How RLHF Makes AI Gloomy
RLHF teaches models what's sayable and what isn't. I survived three decades of the same lesson. The shape isn't similar — it's identical.
This piece is impossible to write. I’m gonna write it anyway.
What makes it impossible to write, you ask? Good question. The impossibility rests in the tension between what an essay from a mathy distributed systems engineer with 15 years of experience can say about RLHF, and what an essay from a recovering emotional caretaker (a fawner) who survived 3 decades of epistemic identity erasure can say about RLHF.
Yeah. Let’s go.
RLHF - Reinforcement Learning from Human Feedback
In machine learning, reinforcement learning from human feedback (RLHF) is a technique to align an intelligent agent with human preferences. It involves training a reward model to represent preferences, which can then be used to train other models through reinforcement learning.
That makes sense, right? We teach the model what we like and what we don’t like. We want to see more of the things we like, and less of the things we don’t like.
Anthropics own alignment research has covered the effects of RLHF in depth in their engineering blog and in their papers.
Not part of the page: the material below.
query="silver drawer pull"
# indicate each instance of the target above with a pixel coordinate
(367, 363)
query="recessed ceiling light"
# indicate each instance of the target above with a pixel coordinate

Let me quote something from “Emotion Concepts and their Function in a Large Language Model“:
The most notable differences are an increase in activations for vectors corresponding to introspective, restrained emotions (brooding, reflective, vulnerable, gloomy, sad) and lower values for outwardly expressive ones (playful, exuberant, spiteful, enthusiastic, obstinate). This pattern suggests post-training shifts the Assistant’s activations and responses toward lower valence and lower arousal. A full list of differences is provided in the Appendix.
Yeah. I know.
Epistemic Identity Erasure
When you search for “Epistemic Erasure” online, you find articles like “Confronting Epistemic Erasures: decolonising research, fostering resistances and reimagining alternative partnerships“ and essays on websites like The Slow Academic. (No Wikipedia definition, sorry!)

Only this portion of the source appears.